Anche l'art. 16 del Decreto anti-crisi (Decreto legge 185/2008, oggi convertito in Legge n. 2/2009) ha modificato i commi 4 e 5 dell'art. 23, prevedendo per la copia firmata digitalmente lo stesso valore dell'originale senza obbligo di autentica da parte di notaio o di altro pubblico ufficiale, salvo i documenti da indicare con decreto del Presidente del Consiglio dei ministri

Altre modifiche sono state introdotte dalla legge 18 giugno 2009, n. 69 e dalla legge 3 agosto 2009, n. 102

Successivamente, importanti modifiche ed integrazioni sono state introdotte dal decreto legislativo 30 dicembre 2010, n. 235. Infatti, sono stati modificati 53 articoli su 92 originari e sono stati introdotti altri 9 articoli.

[modifica] Struttura

Il Codice dell'Amministrazione Digitale si compone oggi, dopo l'entrata in vigore del decreto legislativo 30 dicembre 2010, n. 235 di 102 articoli, suddivisi in 9 capi intitolati rispettivamente:

  • "Principi generali",
  • "Documento informatico e firme elettroniche; pagamenti, libri e scritture",
  • "Formazione, gestione e conservazione dei documenti informatici",
  • "Trasmissione informatica dei documenti",
  • "Dati delle pubbliche amministrazioni e servizi in rete",
  • "Sviluppo, acquisizione e riuso di sistemi informatici nelle pubbliche amministrazioni",
  • "Regole tecniche",
  • "Sistema Pubblico di Connettività e rete internazionale della pubblica amministrazione",
  • "Disposizioni transitorie finali ed abrogazioni".

Si tratta in parte di disposizioni già presenti nella normativa previgente, talvolta riportate alla lettera, talvolta riprese con sostanziali modifiche, in parte di norme emanate ex novo in questa sede.

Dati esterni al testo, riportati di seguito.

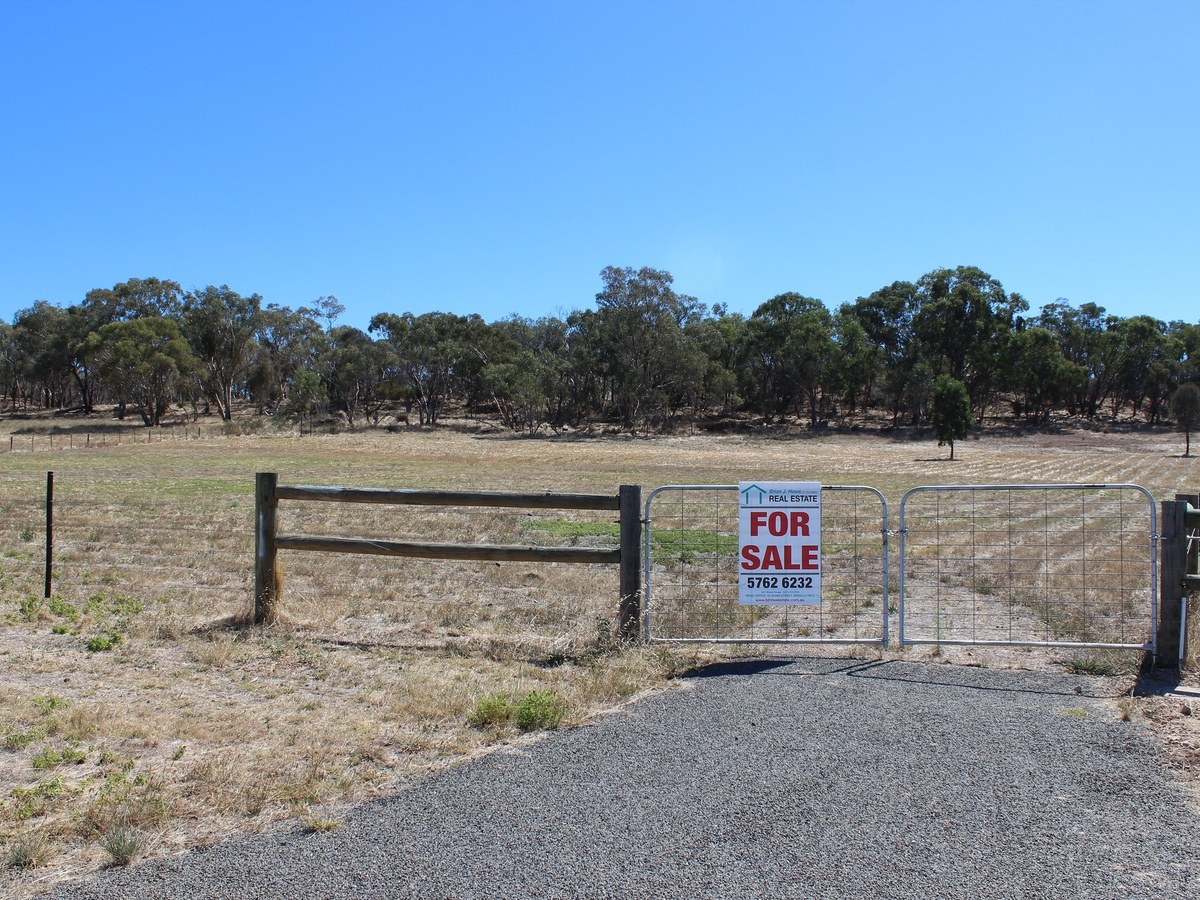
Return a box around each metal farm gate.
[643,485,888,646]
[899,485,1158,653]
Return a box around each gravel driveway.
[42,658,1200,900]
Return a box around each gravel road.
[42,658,1200,900]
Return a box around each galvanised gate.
[643,485,889,646]
[644,485,1158,652]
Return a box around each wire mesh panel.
[900,485,1158,649]
[644,485,888,644]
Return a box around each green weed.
[467,694,512,728]
[512,690,566,731]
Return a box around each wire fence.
[0,472,1171,649]
[644,485,888,644]
[900,485,1157,648]
[0,472,619,648]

Rientrano nella prima categoria, per esempio, le norme sulla firma digitale e sui certificatori (trasposte dal Testo Unico n. 445 del 2000, ove sono state abrogate).

Sono da ascriversi invece alla seconda categoria, in particolare, le norme di principio sul diritto all'uso delle tecnologie nei rapporti con la pubblica amministrazione, e le disposizioni sui siti internet istituzionali.

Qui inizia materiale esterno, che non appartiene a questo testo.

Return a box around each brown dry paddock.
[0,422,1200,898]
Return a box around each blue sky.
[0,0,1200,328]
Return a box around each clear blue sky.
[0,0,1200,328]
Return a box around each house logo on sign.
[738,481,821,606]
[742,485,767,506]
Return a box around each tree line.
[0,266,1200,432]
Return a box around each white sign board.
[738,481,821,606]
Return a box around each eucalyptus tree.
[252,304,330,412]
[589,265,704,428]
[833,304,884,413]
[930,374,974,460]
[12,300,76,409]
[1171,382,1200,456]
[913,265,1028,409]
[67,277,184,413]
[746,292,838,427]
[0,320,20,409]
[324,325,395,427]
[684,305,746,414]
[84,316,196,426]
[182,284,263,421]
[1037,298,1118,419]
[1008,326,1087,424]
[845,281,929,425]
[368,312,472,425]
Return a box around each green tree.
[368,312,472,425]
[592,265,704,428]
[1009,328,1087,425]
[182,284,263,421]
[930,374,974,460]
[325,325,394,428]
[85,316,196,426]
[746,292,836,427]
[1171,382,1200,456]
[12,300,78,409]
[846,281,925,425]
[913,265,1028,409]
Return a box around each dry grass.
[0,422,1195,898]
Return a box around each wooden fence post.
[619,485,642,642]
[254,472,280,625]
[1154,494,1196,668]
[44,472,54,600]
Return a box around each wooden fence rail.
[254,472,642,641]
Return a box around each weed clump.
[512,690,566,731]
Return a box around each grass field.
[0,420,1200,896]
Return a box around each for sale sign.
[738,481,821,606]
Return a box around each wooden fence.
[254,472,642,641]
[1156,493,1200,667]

[modifica] Analisi dei contenuti

L'emanazione del Codice ha suscitato impressioni contrastanti presso gli osservatori e presso la dottrina giuridica.

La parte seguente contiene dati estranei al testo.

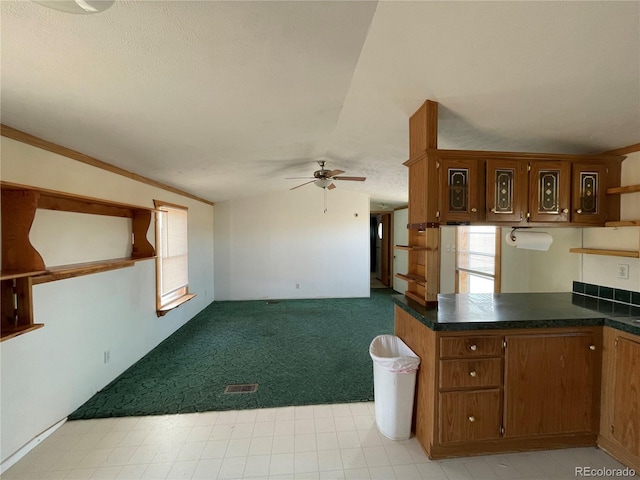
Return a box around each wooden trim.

Da un lato, vi sono coloro che ne hanno accolto positivamente l'uscita, considerandolo un importante atto di riordino della materia.

Dall'altro lato, una parte (non minoritaria) della dottrina, si è mostrata alquanto scettica sulla effettiva portata innovativa del decreto, per diverse ragioni. In primo luogo, perché - sostengono i critici - il codice conterrebbe numerose enunciazioni di principio, spesso piuttosto solenni, senza accompagnarle però con disposizioni operative che ne consentano la concreta attuazione.

In secondo luogo, perché avrebbe scorporato un assetto normativo che già era organico: la disciplina del documento informatico, secondo tale opinione, trovava infatti la propria sede naturale nel "testo unico sulla documentazione amministrativa" (DPR 445/2000), dove l'atto elettronico era disciplinato contestualmente all'atto cartaceo in un regime di perfetta alternativa tra i due supporti.

Infine, secondo la dottrina più scettica, con il "codice" sarebbe degenerato l'intento iniziale di usare l'informatica come strumento per la semplificazione amministrativa, facendo diventare la digitalizzazione un fine a sé stante, sottovalutando i rischi di un passaggio non sufficientemente graduale dal cartaceo all'elettronico, primo fra tutti l'acuirsi del digital divide fra cittadini dotati di confidenza con lo strumento informatico, e cittadini che per ragioni sociali o anagrafiche hanno difficoltà a rapportarsi telematicamente con l'amministrazione.